Afghan National Army warriors on patrol in the Bowri Dashte to the west of Gereshk [Picture: Sergeant Steve Blake RLC, Crown Copyright/MOD 2012]

Around 1,000 soldiers and police from the Afghan National Security Forces cleared an area known as the Bowri Dashte to the west of Gereshk.

The Dashte is open country with scattered settlements just outside the verdant Green Zone, which runs alongside the Helmand River.

The forces - made up of 850 Afghan National Army (ANA) warriors and 80 Afghan Uniform Police - were joined by 250 British soldiers from 2 RIFLES and other regiments, who acted in an advisory role.

British troops are deployed in three districts of Helmand province and Nahr-e Saraj is the last where Task Force Helmand retains the lead for security following the transition of Nad ‘Ali and Lashkar Gah.

Brigadier General Sherin Shah is the commander of the ANA’s 3/215 Brigade, which planned and led the operation. He said:

The aim of this operation was to clear through the Dashte area west of Gereshk to disrupt the insurgents. We are bringing security to an area that did not have it before, an area that is close to Highway One, which is a key economic and trading route here.

It has been a good operation and my warriors have done very well. They have been well-trained and prepared for this and have moved fast through the area, recovering a large quantity of bomb-making equipment.

Lieutenant Colonel Bill Wright, the Commanding Officer of 2 RIFLES, which heads the Brigade Advisory Group that assists 3/215 Brigade, said:

The ANA designed, planned and launched this operation in response to the district governor’s security concerns, right into an area previously regarded as an insurgent safe haven.

One of our challenges has been keeping pace with the ANA. When they take ownership of something they are very quick to respond. For example, to conceive, plan and launch a brigade-level operation like this one in a week is extremely difficult, even for ISAF forces.

The key thing the ANA have is extremely good local knowledge, and the ability to interact freely with the local population and come up with Afghan solutions to Afghan issues.

Afghan National Army warriors deployed on Operation HORHARI AFGHAN

Afghan National Army warriors deployed on Operation HORHARI AFGHAN [Picture: Sergeant Steve Blake RLC, Crown Copyright/MOD 2012]

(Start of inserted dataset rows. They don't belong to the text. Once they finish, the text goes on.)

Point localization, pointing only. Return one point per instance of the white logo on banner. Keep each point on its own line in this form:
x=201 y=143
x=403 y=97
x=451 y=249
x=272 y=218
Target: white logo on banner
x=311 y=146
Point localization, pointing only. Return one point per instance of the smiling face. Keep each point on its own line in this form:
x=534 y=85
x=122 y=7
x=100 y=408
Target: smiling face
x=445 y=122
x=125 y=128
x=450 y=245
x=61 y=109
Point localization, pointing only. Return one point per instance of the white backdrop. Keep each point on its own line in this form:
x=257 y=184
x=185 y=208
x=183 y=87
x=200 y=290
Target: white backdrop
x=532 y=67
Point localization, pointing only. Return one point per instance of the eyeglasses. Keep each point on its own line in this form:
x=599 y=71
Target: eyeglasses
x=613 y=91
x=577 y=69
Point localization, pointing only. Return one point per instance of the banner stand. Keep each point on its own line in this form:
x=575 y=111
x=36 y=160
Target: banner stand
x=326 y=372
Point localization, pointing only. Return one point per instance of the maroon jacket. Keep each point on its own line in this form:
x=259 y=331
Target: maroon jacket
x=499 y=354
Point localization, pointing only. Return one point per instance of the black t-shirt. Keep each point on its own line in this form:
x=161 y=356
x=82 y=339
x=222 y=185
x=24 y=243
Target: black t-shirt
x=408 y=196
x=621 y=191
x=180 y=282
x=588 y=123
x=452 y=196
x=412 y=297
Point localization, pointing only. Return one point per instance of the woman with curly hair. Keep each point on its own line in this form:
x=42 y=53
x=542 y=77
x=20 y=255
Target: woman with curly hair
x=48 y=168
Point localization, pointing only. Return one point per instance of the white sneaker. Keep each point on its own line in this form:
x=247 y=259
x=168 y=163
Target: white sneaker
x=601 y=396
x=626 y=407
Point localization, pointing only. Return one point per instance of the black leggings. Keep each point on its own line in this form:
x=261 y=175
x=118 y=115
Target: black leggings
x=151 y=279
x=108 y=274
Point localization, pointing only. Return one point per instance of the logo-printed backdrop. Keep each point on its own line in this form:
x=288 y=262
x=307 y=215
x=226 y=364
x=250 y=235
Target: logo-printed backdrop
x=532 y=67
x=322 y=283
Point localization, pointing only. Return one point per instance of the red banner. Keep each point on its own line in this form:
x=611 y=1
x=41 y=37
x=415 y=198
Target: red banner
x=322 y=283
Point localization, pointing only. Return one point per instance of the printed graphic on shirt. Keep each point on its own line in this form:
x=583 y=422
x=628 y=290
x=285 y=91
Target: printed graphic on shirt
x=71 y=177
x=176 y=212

Captain Alex Grubb, from B Squadron of the Queen’s Royal Hussars, works as one of the advisors to the Afghan National Army. He said:

In the time I have worked with the ANA they have improved in many areas. They still have a way to go in some more specialist fields, but in terms of basic soldier skills and drills and their bravery and willingness to take on the enemy they have not been found wanting.

I’ve been impressed how quickly the ANA formed up and how fast they moved, keeping formation, to achieve the aim of the operation. It really does show how far they have come and their growing capability.

Captain Giles Walsh, from 1st Battalion The Princess of Wales’s Royal Regiment (1 PWRR), has been advising the local Afghan Uniform Police (AUP) Commander Mohammed Wali. He said:

Throughout the operation Mohammed Wali engaged with the locals, receiving lunch and lodgings as well as information about the insurgent withdrawal routes from the area. Despite the Bowri not having a firm connection to the Afghan Government, Mohammed Wali was recognised and welcomed by many of the residents.

The success of the operation has renewed the AUP’s vigour for further operations and Mohammed Wali is determined to drive insurgents out of this area.